Berlins ärmere Bezirke haben zuwenig Fachärzte –BZ vom 22.10.07

Das ist Krank!

Berlins ärmere Bezirke haben zuwenig Fachärzte ● In Neukölln teilen sich zwei Lungen-Spezialisten 300000 Patienten ● Dabei gibt es hier die höchste Anzahl von Neuerkrankungen an Lungenkrebs

OLE KRÜGER

 

Dr. Rainer Gebhardt behandelt in der Woche 300 Patienten

In Neukölln erkranken jedes Jahr 330 Menschen an Lungenkrebs. Tendenz steigend.

In Neukölln gibt es aber auch die wenigsten Fachärzte. Nur zwei Lungen-Spezialisten sind hier tätig. Einer von ihnen ist Dr. Rainer Gebhardt. Mit seinem Kollegen ist er zuständig für 300000 Einwohner.

„Wir haben Patienten, die auf Knien um einen Termin betteln“, erzählt Gebhardt. Seitdem dort zwei große Praxen geschlossen haben, sind Termine bei ihm gefragter denn je. Wer jetzt einen haben will, bekommt ihn in zwei Monaten. „Patienten mit akuten Problemen behandeln wir natürlich sofort.“ Allerdings müsse man dann Zeit mitbringen.
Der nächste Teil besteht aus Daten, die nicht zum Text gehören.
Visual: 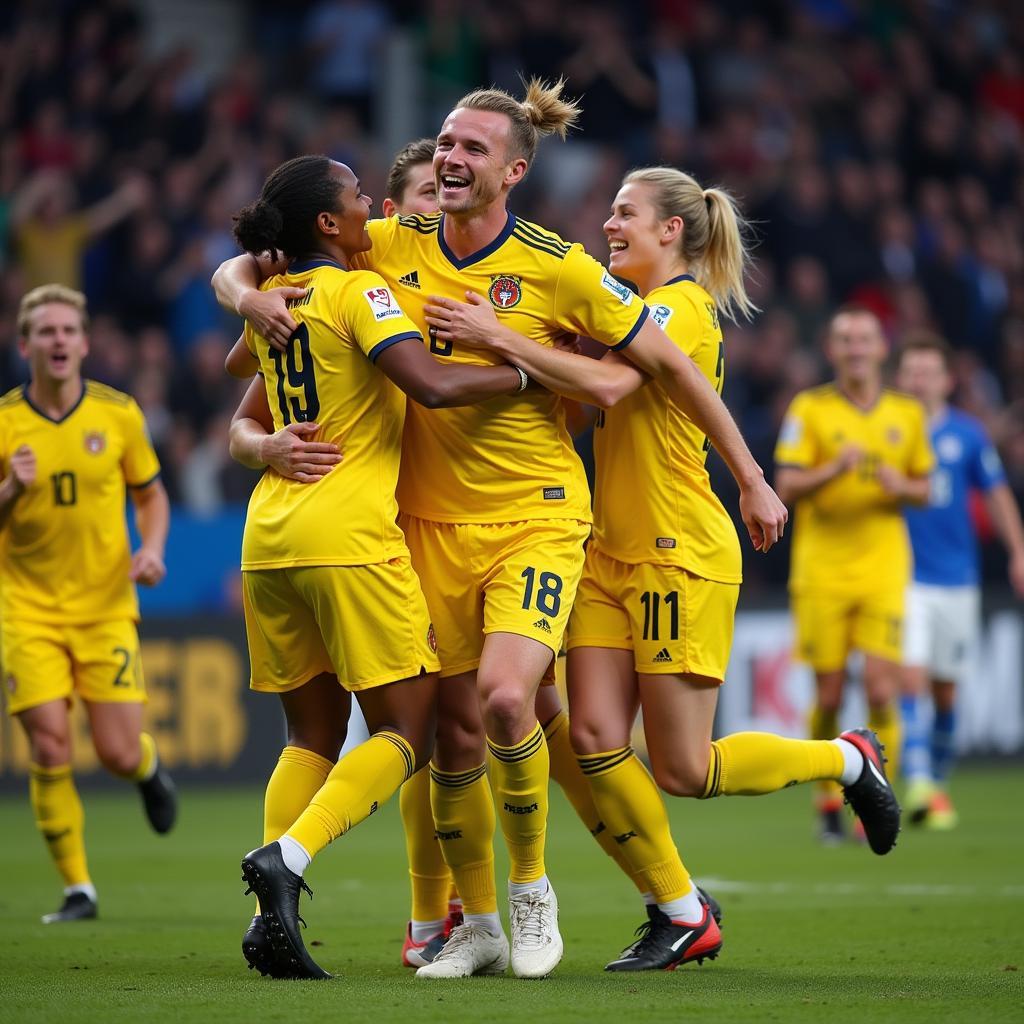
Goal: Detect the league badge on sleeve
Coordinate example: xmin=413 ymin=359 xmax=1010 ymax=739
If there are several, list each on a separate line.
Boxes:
xmin=487 ymin=273 xmax=522 ymax=309
xmin=362 ymin=288 xmax=403 ymax=323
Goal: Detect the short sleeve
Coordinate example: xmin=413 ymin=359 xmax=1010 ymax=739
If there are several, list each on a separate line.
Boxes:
xmin=775 ymin=394 xmax=818 ymax=469
xmin=121 ymin=401 xmax=160 ymax=487
xmin=553 ymin=245 xmax=650 ymax=348
xmin=907 ymin=401 xmax=935 ymax=476
xmin=970 ymin=421 xmax=1007 ymax=490
xmin=341 ymin=273 xmax=423 ymax=362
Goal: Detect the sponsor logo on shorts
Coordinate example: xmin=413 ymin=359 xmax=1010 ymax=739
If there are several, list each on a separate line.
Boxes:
xmin=362 ymin=288 xmax=404 ymax=323
xmin=85 ymin=430 xmax=106 ymax=455
xmin=487 ymin=273 xmax=522 ymax=309
xmin=505 ymin=801 xmax=539 ymax=814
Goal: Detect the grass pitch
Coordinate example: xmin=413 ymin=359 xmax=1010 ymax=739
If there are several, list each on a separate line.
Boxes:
xmin=0 ymin=762 xmax=1024 ymax=1024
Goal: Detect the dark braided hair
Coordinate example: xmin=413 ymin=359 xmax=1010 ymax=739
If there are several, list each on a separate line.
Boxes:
xmin=232 ymin=156 xmax=341 ymax=259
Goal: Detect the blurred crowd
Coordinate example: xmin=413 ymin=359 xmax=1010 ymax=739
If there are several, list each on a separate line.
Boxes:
xmin=0 ymin=0 xmax=1024 ymax=580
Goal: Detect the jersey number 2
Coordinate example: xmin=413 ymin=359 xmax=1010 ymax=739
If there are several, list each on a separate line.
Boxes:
xmin=270 ymin=324 xmax=319 ymax=427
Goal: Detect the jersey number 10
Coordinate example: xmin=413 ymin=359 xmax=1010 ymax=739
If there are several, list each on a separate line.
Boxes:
xmin=270 ymin=324 xmax=319 ymax=427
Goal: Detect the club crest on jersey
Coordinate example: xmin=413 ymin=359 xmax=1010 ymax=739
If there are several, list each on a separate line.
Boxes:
xmin=362 ymin=288 xmax=402 ymax=322
xmin=487 ymin=273 xmax=522 ymax=309
xmin=85 ymin=430 xmax=106 ymax=455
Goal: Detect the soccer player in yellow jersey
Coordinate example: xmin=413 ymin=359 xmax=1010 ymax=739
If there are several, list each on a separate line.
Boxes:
xmin=214 ymin=81 xmax=785 ymax=978
xmin=427 ymin=167 xmax=899 ymax=971
xmin=775 ymin=306 xmax=934 ymax=842
xmin=0 ymin=285 xmax=176 ymax=924
xmin=225 ymin=157 xmax=536 ymax=978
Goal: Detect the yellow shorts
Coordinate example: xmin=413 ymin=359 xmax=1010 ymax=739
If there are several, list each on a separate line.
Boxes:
xmin=793 ymin=588 xmax=905 ymax=672
xmin=0 ymin=618 xmax=145 ymax=715
xmin=242 ymin=558 xmax=438 ymax=693
xmin=567 ymin=547 xmax=739 ymax=682
xmin=398 ymin=515 xmax=590 ymax=676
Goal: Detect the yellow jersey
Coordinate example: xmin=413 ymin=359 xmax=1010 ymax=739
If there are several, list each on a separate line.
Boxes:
xmin=0 ymin=380 xmax=160 ymax=625
xmin=593 ymin=274 xmax=742 ymax=583
xmin=775 ymin=384 xmax=935 ymax=593
xmin=354 ymin=214 xmax=648 ymax=523
xmin=242 ymin=258 xmax=422 ymax=569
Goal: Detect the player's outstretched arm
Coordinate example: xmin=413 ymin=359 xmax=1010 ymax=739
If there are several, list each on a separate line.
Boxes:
xmin=228 ymin=378 xmax=342 ymax=483
xmin=985 ymin=483 xmax=1024 ymax=598
xmin=424 ymin=292 xmax=649 ymax=409
xmin=377 ymin=337 xmax=526 ymax=409
xmin=0 ymin=444 xmax=36 ymax=529
xmin=623 ymin=317 xmax=790 ymax=551
xmin=210 ymin=253 xmax=296 ymax=350
xmin=128 ymin=480 xmax=171 ymax=587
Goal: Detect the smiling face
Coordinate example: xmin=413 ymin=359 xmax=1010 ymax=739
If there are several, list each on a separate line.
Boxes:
xmin=825 ymin=310 xmax=889 ymax=386
xmin=18 ymin=302 xmax=89 ymax=386
xmin=433 ymin=106 xmax=526 ymax=215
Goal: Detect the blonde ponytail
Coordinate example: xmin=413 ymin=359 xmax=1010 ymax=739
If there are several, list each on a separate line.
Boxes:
xmin=623 ymin=167 xmax=758 ymax=321
xmin=456 ymin=78 xmax=582 ymax=164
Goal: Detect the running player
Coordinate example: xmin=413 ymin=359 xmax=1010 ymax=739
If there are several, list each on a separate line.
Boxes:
xmin=0 ymin=285 xmax=176 ymax=924
xmin=427 ymin=167 xmax=899 ymax=971
xmin=225 ymin=157 xmax=536 ymax=978
xmin=775 ymin=306 xmax=934 ymax=842
xmin=898 ymin=333 xmax=1024 ymax=828
xmin=214 ymin=82 xmax=785 ymax=978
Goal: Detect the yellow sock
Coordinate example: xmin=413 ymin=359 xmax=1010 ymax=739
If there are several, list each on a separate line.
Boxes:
xmin=867 ymin=703 xmax=903 ymax=779
xmin=286 ymin=732 xmax=416 ymax=857
xmin=807 ymin=703 xmax=843 ymax=807
xmin=544 ymin=711 xmax=647 ymax=892
xmin=263 ymin=746 xmax=334 ymax=846
xmin=702 ymin=732 xmax=843 ymax=798
xmin=29 ymin=764 xmax=90 ymax=886
xmin=579 ymin=746 xmax=693 ymax=903
xmin=487 ymin=723 xmax=551 ymax=883
xmin=429 ymin=765 xmax=498 ymax=920
xmin=398 ymin=768 xmax=452 ymax=921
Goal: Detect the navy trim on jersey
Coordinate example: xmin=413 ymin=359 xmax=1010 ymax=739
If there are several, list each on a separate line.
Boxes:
xmin=611 ymin=306 xmax=650 ymax=352
xmin=367 ymin=331 xmax=423 ymax=362
xmin=285 ymin=256 xmax=345 ymax=273
xmin=128 ymin=469 xmax=160 ymax=490
xmin=437 ymin=213 xmax=516 ymax=270
xmin=22 ymin=380 xmax=86 ymax=423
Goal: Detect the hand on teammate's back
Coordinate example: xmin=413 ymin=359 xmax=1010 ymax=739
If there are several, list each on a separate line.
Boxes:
xmin=739 ymin=477 xmax=790 ymax=554
xmin=259 ymin=423 xmax=342 ymax=483
xmin=239 ymin=288 xmax=306 ymax=352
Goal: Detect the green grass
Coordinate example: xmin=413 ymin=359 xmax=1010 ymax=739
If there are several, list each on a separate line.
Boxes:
xmin=0 ymin=763 xmax=1024 ymax=1024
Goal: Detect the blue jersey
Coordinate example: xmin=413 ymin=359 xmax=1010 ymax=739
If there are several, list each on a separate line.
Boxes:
xmin=905 ymin=409 xmax=1006 ymax=587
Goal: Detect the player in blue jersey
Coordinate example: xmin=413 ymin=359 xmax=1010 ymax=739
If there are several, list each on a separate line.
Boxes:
xmin=898 ymin=333 xmax=1024 ymax=828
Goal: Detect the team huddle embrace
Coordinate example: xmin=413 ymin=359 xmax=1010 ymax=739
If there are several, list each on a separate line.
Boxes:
xmin=214 ymin=82 xmax=899 ymax=979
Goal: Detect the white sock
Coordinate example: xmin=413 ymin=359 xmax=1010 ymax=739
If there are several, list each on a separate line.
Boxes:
xmin=463 ymin=911 xmax=502 ymax=935
xmin=409 ymin=918 xmax=444 ymax=942
xmin=65 ymin=882 xmax=97 ymax=903
xmin=509 ymin=874 xmax=551 ymax=899
xmin=657 ymin=886 xmax=703 ymax=925
xmin=278 ymin=836 xmax=313 ymax=874
xmin=833 ymin=739 xmax=864 ymax=785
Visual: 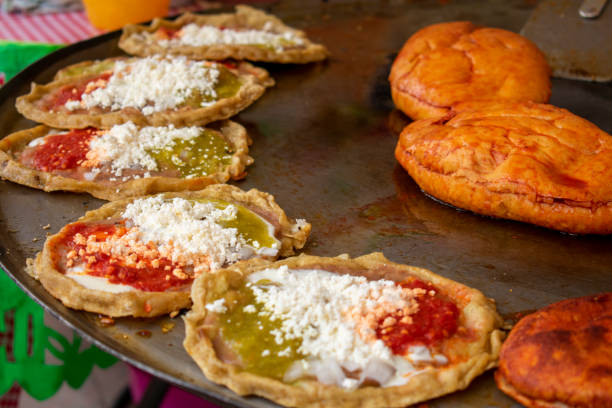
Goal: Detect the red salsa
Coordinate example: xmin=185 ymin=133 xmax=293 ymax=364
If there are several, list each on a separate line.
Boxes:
xmin=31 ymin=128 xmax=96 ymax=172
xmin=60 ymin=222 xmax=192 ymax=292
xmin=376 ymin=279 xmax=459 ymax=355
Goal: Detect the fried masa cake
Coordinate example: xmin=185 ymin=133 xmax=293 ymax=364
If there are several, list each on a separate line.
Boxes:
xmin=0 ymin=120 xmax=253 ymax=200
xmin=119 ymin=5 xmax=329 ymax=64
xmin=389 ymin=21 xmax=551 ymax=120
xmin=184 ymin=253 xmax=504 ymax=408
xmin=495 ymin=292 xmax=612 ymax=408
xmin=395 ymin=102 xmax=612 ymax=234
xmin=27 ymin=184 xmax=310 ymax=317
xmin=15 ymin=55 xmax=274 ymax=129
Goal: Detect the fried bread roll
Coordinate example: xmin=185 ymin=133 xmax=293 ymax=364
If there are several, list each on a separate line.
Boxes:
xmin=395 ymin=102 xmax=612 ymax=234
xmin=389 ymin=21 xmax=551 ymax=120
xmin=495 ymin=293 xmax=612 ymax=408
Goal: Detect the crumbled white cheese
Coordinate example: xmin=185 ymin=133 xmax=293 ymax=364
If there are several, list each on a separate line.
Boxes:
xmin=122 ymin=195 xmax=250 ymax=270
xmin=28 ymin=137 xmax=45 ymax=147
xmin=64 ymin=56 xmax=219 ymax=115
xmin=205 ymin=298 xmax=227 ymax=313
xmin=87 ymin=122 xmax=204 ymax=176
xmin=248 ymin=266 xmax=406 ymax=365
xmin=247 ymin=266 xmax=448 ymax=389
xmin=157 ymin=23 xmax=304 ymax=52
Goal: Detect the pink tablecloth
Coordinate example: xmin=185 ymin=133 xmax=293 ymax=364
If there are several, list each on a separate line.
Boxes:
xmin=0 ymin=11 xmax=102 ymax=44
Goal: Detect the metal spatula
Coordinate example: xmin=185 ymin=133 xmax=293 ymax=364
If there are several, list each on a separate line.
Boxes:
xmin=521 ymin=0 xmax=612 ymax=82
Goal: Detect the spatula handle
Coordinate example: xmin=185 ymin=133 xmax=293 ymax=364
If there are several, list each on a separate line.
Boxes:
xmin=578 ymin=0 xmax=608 ymax=18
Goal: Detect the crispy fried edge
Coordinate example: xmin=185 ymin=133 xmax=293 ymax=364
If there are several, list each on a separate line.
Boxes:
xmin=119 ymin=5 xmax=329 ymax=64
xmin=183 ymin=253 xmax=504 ymax=408
xmin=15 ymin=58 xmax=274 ymax=129
xmin=0 ymin=120 xmax=253 ymax=200
xmin=26 ymin=184 xmax=311 ymax=317
xmin=395 ymin=110 xmax=612 ymax=234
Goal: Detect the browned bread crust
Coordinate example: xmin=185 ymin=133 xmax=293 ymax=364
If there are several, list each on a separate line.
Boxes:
xmin=26 ymin=184 xmax=311 ymax=317
xmin=15 ymin=58 xmax=274 ymax=129
xmin=119 ymin=5 xmax=329 ymax=64
xmin=0 ymin=120 xmax=253 ymax=200
xmin=183 ymin=253 xmax=504 ymax=408
xmin=395 ymin=102 xmax=612 ymax=234
xmin=495 ymin=292 xmax=612 ymax=408
xmin=389 ymin=21 xmax=551 ymax=120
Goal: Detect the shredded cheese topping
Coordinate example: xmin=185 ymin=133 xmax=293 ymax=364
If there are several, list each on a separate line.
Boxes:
xmin=232 ymin=266 xmax=448 ymax=389
xmin=161 ymin=23 xmax=304 ymax=52
xmin=121 ymin=195 xmax=280 ymax=274
xmin=64 ymin=56 xmax=219 ymax=115
xmin=83 ymin=122 xmax=204 ymax=176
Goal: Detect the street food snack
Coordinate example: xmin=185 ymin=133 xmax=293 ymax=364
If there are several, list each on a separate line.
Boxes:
xmin=28 ymin=184 xmax=310 ymax=317
xmin=119 ymin=5 xmax=329 ymax=64
xmin=16 ymin=55 xmax=274 ymax=129
xmin=495 ymin=293 xmax=612 ymax=408
xmin=184 ymin=253 xmax=503 ymax=407
xmin=389 ymin=21 xmax=551 ymax=120
xmin=0 ymin=120 xmax=253 ymax=200
xmin=395 ymin=102 xmax=612 ymax=234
Gebhardt: „Wartezeiten bis zu fünf Stunden sind normal.“

► Ärzte-Kollegen wandern in reiche Stadtbezirke ab

Schuld ist das begrenzte Budget, das Medizinern für Kassenpatienten zur Verfügung steht. „Und mit Privat-Patienten kann ich nicht rechnen. Der Anteil liegt hier bei zwei Prozent“, sagt der Arzt.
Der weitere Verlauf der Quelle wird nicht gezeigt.